MADRID – Rivastigmine should be the first option for treating dementia and associated behavioral symptoms in Parkinson's disease, with the atypical antipsychotics reserved for unresponsive patients, Dr. Murat Emre said at the 10th International Conference for Alzheimer's Disease and Related Disorders.

“There is evidence from our studies and from other, smaller studies that behavioral symptoms can improve with cholinergic treatment,” said Dr. Emre, a professor of neurology at the University of Istanbul (Turkey).

“If the symptoms are not massive, acute, or destructive, and are combined with dementia, the wise thing is to first try a cholinesterase inhibitor, because the atypical antipsychotics are associated with an increased risk of cerebrovascular or cardiovascular events.”
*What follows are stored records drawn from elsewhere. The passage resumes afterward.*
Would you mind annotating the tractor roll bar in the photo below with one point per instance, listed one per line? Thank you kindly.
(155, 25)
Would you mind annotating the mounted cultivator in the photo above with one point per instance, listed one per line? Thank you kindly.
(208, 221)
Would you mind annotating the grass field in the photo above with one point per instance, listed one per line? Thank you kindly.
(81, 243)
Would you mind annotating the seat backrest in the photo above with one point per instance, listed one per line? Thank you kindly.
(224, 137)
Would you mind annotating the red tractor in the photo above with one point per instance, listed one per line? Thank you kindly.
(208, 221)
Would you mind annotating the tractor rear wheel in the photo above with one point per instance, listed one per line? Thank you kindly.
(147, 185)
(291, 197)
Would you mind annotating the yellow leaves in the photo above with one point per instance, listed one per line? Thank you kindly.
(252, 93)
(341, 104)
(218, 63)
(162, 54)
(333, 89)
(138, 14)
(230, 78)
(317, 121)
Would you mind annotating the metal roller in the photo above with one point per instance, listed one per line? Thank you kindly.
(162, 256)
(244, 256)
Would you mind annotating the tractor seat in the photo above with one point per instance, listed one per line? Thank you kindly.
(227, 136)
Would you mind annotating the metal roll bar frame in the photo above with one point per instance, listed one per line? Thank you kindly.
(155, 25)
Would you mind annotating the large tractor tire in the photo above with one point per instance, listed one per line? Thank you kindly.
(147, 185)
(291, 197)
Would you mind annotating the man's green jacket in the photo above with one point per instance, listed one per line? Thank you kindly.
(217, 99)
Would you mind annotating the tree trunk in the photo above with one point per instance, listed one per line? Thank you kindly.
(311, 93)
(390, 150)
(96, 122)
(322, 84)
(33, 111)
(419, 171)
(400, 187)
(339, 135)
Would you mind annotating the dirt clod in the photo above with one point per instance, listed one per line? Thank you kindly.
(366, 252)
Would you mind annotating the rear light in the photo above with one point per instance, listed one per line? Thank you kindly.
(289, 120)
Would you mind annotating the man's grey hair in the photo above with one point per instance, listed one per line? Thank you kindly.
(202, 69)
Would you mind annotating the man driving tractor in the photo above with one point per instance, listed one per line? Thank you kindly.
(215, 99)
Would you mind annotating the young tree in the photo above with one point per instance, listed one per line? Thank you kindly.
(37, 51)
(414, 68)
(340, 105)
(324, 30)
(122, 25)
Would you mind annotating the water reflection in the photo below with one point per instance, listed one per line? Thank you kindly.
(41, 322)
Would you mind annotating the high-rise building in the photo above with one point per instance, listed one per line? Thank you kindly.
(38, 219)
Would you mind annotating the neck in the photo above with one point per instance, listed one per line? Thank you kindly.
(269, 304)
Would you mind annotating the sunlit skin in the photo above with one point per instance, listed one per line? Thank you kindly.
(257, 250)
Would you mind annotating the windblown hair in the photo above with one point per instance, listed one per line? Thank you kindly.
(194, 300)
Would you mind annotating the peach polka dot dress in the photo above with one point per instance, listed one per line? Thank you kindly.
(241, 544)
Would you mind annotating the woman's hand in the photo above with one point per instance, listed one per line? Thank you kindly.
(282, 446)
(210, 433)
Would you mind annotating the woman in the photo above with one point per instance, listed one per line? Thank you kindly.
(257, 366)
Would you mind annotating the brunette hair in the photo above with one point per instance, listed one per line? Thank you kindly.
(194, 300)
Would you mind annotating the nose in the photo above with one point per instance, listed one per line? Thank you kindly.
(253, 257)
Up to 78% of Parkinson's patients eventually will develop dementia, Dr. Emre said. The prototypic syndrome consists of impaired or fluctuating attention and lessened visuospatial and executive function. There may be moderate memory impairment, although language is usually preserved. Depression, apathy, delusions, and hallucinations also can occur.

Clozapine and quetiapine are often prescribed for these symptoms in Parkinson's patients, Dr. Emre said. However, these drugs, like all atypical antipsychotics, carry a black box warning of increased mortality in elderly patients with dementia. The Food and Drug Administration, which reviewed 17 studies before issuing the warning, said most of the excess deaths were cardiovascular or infectious.

Because Parkinson's, like Alzheimer's, is a disease of the cholinergic system, cholinesterase inhibitors are a sound alternative for Parkinson's dementia, Dr. Emre said. Many small studies–all with fewer than 30 patients–have investigated the use of anticholinergics in Parkinson's dementia, concluding that the drugs can improve cognition without further impairing motor function. Only one large, placebo-controlled, randomized trial has addressed the issue, however.

That 2004 study by Dr. Emre and colleagues randomized 541 patients to either rivastigmine (titrated from 3 mg to 12 mg over 16 weeks) or placebo for 24 weeks. The trial found significant improvements in cognition, activities of daily living, and clinical impression among the active group, compared with the placebo group (N. Engl. J. Med. 2004;351:2509–18).

There were significantly more adverse events in the group on active treatment than in the placebo group, most of which were mild to moderate gastrointestinal upset. However, 10% of patients on active treatment did experience new or worsening tremor.

A 12-month follow-up crossover trial assessed the long-term effects of the drug. Published this year, the study concluded that rivastigmine maintained efficacy over time in the original group on active treatment, and that placebo patients switched to the drug showed improvements similar to those seen in the trial's initial group on active treatment (Mov. Disord. 2006;21:456–61).

However, the lag time for the original placebo patients did affect their improvements.